Returning from the Columbiana Street Fair parade, we entered our driveway at dusk where the glimmer of a moving bicycle slowed our approach. Alex, our neighbor, pulled his bike off to the side, let us pass, then wheeled around and drove up beside us. We had just seen him earlier driving up Main Street in the parade, sitting in front of his dad on their big tractor as they had for the past few years.
Still high on the experience, his excitement spilled at us before we could get out of our car.
“Did you see us in the parade? I was with Dad on our tractor.”
“Yes, I waved to you,” Josie grinned.
He had seen so many people. “Friends from school called out my name on both sides. I wanted to turn and see who everyone was, but my dad was telling me to keep my eyes on the road.” He breathed a quick laugh over the dilemma, and went on.
“This might be the last year we can drive it in the parade because we’re going to sell it. There will be an empty spot in the barn, but Grandma needs to sell it. It brought a lot of wood in from the back of grandpa’s place.

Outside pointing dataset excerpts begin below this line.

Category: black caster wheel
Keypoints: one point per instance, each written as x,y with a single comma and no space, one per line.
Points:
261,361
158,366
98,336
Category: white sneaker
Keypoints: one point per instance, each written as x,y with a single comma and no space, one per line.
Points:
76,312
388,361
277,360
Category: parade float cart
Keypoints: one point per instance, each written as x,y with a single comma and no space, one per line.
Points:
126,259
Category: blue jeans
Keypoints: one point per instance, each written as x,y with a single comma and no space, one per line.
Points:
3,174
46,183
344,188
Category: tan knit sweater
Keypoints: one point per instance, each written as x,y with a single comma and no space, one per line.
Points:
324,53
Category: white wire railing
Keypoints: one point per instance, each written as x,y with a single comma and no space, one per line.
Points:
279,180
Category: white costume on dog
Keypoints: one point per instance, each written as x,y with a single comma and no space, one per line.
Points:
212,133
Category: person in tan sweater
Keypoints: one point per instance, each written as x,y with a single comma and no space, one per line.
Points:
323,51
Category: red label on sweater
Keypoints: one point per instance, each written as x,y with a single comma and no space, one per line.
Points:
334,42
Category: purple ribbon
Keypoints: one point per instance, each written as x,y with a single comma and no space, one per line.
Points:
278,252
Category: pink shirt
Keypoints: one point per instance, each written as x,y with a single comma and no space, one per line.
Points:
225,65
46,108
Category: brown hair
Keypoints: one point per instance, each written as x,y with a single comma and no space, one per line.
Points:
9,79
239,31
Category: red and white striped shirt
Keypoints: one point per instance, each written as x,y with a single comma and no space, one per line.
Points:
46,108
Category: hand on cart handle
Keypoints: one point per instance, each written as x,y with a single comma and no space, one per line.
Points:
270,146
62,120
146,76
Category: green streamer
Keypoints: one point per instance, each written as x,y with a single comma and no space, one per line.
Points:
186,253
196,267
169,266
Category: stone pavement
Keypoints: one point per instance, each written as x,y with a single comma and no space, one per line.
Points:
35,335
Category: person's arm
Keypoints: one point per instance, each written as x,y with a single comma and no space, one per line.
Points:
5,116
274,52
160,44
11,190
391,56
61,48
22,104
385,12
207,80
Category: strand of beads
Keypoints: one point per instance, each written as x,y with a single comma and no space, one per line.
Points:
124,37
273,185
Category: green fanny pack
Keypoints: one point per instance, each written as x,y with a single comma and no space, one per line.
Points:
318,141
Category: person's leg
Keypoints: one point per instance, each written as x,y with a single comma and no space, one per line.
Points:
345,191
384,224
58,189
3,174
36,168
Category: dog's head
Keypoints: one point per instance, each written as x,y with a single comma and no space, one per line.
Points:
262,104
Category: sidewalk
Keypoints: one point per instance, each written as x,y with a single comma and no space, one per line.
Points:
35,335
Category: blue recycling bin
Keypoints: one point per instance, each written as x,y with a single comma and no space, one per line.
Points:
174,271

Dad and I will really miss that tractor.”
I had noticed the tractor, sturdy and handsome, like its drivers, parked in front of Schnarrenberger’s house days before, but I hadn’t connected it with the parade until they went by in the line-up. Afterward, as I eased my car through the milieu uptown to meet my kids, there were Lee and Alex on the tractor waiting to cross Park Avenue on their way home. I stopped, motioned, and the tractor lurched forward past me. It was parked in front of their house again when we got back.

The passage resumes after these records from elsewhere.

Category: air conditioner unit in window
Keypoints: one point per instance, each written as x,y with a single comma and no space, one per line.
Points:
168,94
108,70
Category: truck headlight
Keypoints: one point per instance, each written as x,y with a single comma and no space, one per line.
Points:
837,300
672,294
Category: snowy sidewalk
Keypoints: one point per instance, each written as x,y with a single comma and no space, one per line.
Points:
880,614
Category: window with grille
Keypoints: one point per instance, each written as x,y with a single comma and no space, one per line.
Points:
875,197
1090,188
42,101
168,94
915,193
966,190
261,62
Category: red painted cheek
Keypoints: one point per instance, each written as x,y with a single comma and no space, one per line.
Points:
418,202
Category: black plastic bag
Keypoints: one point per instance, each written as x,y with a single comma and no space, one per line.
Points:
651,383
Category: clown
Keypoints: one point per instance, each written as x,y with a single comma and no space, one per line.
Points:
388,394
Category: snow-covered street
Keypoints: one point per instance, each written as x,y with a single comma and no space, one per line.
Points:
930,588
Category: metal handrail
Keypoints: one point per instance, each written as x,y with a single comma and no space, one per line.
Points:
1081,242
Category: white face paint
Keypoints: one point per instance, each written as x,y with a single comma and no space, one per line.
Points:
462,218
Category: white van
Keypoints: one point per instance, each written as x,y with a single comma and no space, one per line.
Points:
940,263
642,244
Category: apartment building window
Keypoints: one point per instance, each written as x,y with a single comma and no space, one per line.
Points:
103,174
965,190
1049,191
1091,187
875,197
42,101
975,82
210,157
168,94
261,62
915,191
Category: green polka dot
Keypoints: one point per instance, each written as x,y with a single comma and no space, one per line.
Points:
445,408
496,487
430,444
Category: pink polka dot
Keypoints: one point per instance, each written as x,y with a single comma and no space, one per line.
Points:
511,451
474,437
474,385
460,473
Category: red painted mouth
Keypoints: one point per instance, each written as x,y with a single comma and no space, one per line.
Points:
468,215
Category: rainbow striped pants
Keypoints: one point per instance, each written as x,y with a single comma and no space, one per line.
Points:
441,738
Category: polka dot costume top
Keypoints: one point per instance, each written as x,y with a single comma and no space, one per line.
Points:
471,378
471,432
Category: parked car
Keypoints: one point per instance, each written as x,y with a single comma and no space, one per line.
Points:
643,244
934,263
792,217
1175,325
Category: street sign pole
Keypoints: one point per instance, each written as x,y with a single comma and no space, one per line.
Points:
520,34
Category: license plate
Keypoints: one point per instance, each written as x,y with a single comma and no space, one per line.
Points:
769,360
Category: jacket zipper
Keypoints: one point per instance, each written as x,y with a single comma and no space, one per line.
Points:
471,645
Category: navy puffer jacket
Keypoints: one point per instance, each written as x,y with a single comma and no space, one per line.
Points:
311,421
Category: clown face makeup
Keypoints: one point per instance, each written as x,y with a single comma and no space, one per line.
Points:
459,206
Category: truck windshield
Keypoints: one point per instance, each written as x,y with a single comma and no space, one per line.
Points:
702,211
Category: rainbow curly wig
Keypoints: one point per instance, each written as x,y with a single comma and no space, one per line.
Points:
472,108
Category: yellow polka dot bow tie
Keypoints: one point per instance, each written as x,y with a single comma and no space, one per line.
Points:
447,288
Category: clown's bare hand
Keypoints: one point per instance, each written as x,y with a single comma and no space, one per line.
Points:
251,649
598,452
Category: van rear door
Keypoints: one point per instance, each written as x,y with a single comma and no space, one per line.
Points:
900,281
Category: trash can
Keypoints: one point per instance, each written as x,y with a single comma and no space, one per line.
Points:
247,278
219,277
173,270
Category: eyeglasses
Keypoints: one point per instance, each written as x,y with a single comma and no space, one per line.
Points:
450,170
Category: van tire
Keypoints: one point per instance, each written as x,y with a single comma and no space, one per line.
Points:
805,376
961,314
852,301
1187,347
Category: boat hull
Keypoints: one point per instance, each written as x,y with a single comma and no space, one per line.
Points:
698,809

Nicknamed “Big Blue”, the ’63 Ford 6000 diesel had hauled in some hay bales in its day, but Grandma Ruth said it mostly did a lot of work in the back woods at her place. She thought she had it sold once, but the interested party was looking for different tires; these were wide.

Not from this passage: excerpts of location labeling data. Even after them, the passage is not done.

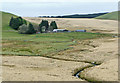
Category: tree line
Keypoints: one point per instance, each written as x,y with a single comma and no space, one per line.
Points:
25,27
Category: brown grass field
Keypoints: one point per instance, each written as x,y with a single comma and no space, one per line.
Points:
62,65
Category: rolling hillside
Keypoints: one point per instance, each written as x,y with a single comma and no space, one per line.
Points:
77,16
109,16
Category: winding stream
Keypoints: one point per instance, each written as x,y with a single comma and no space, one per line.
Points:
77,74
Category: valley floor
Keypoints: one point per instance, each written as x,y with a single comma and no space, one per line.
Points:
62,65
26,68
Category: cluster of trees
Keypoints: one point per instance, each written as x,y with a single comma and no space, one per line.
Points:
21,25
25,27
45,27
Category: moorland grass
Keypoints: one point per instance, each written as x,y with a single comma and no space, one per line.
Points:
39,44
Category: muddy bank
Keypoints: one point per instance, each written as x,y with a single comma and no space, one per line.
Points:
24,68
107,71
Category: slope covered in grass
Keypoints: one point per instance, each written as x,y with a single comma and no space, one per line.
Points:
109,16
39,44
6,19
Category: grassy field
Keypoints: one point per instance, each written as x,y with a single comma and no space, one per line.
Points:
42,44
39,44
109,16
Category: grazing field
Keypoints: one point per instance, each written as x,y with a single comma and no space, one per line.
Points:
58,56
42,44
91,25
109,16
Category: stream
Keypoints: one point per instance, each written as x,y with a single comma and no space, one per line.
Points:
77,74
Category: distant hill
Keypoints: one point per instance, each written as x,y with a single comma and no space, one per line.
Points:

How proud his grandpa might have been if he could have seen Alex driving in the parade, and even more pleased by the sentimental tone his young, usually carefree, grandson took when he talked about the tractor. He was stating his case because he knew he had to let go. Young or old, everyone has something like this tractor – a part of family memories that is hard to part with.
It reminded me that no matter how dear our possessions become to us, what really matters are the people we’re with and the memories we make with them.